# DX 704 Week 3 Project

This week's project will give you practice with optimizing choices for bandit algorithms.
You will be given access to the bandit problem via a blackbox object, and you will investigate the bandit rewards to pick a suitable algorithm.

The full project description, a template notebook and supporting code are available on GitHub: [Project 3 Materials](https://github.com/bu-cds-dx704/dx704-project-03).


## Example Code

You may find it helpful to refer to these GitHub repositories of Jupyter notebooks for example code.

* https://github.com/bu-cds-omds/dx601-examples
* https://github.com/bu-cds-omds/dx602-examples
* https://github.com/bu-cds-omds/dx603-examples
* https://github.com/bu-cds-omds/dx704-examples

Any calculations demonstrated in code examples or videos may be found in these notebooks, and you are allowed to copy this example code in your homework answers.

## Part 1: Pick a Bandit Algorithm

Experiment with the multi-armed bandit interface using seed 0 to learn about the distribution of rewards and decide what kind of bandit algorithm will be appropriate.
A histogram will likely be helpful.

In [41]:
# DO NOT CHANGE

import numpy as np

class BanditProblem(object):
    def __init__(self, seed):
        self.seed = seed
        self.rng = np.random.default_rng(seed)

        self.num_arms = 3
        self.ns = self.rng.integers(low=1, high=10, size=self.num_arms)
        self.ps = self.rng.uniform(low=0.2, high=0.4, size=self.num_arms)

    def get_num_arms(self):
        return self.num_arms

    def get_reward(self, arm):
        if arm < 0 or arm >= self.num_arms:
            raise ValueError("Invalid arm")

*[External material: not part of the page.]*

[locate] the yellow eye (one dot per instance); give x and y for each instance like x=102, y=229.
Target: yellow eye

        x = self.rng.uniform()
        x *= self.rng.binomial(self.ns[arm], self.ps[arm])

        return x


In [42]:
bandit0 = BanditProblem(0)

In [43]:
bandit0.get_num_arms()

3

In [44]:
bandit0.get_reward(arm=0)

1.8255111545554434

In [45]:
# YOUR CHANGES HERE
import numpy as np
import pandas as pd
from math import log, sqrt

In [48]:
# Upper Confidence Bound

def run_ucb(bandit, T=3000, R_max=9.0):
    num_arms = bandit.get_num_arms()
    counts = np.zeros(num_arms, dtype=int)
    sums = np.zeros(num_arms, dtype=float)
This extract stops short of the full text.